Updating goal-directed actions: A role for orbitofrontal cortex and ventral hippocampus

If you would like to chat with Shauna on the day, please do get in touch with Lauren Burgeno at lauren.burgeno@dpag.ox.ac.uk.

Adaptive decision-making relies on an ability to assign consequences to actions, and to select actions that fulfil internal goals. Behaving in this goal-directed manner therefore requires knowledge about the association between different actions and their specific outcomes. However, in a changing environment, these associations are not always stable. Indeed, the causal relationship between an action and its outcome can change such that this action is no longer necessary. Alternatively, the outcome associated with a given action might change. In both cases, the decision-maker must update their previously acquired goal-directed actions.

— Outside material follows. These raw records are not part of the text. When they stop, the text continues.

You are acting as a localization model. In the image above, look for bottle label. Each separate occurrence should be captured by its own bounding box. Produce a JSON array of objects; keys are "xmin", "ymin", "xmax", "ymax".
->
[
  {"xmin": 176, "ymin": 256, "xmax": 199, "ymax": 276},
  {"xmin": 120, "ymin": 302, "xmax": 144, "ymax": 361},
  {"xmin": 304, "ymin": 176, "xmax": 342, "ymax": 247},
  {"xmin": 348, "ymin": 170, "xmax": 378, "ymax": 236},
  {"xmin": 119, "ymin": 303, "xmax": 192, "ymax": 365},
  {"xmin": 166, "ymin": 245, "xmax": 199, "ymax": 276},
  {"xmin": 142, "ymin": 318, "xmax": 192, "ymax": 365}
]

In this talk, I will present data that combines principles of Experimental Psychology with neural interventions to study these updating processes. I will first show that noradrenergic signaling in the rodent orbitofrontal cortex is required to adapt behaviour when the outcome associated with an action unexpectedly changes. I will then provide evidence that ventral hippocampus is required to adapt to changes in the causal relationship between an action and its outcome. Together, these data indicate that while orbitofrontal cortex and ventral hippocampus are not required for the initial acquisition or expression of goal-directed actions, they are required when these actions need to be updated.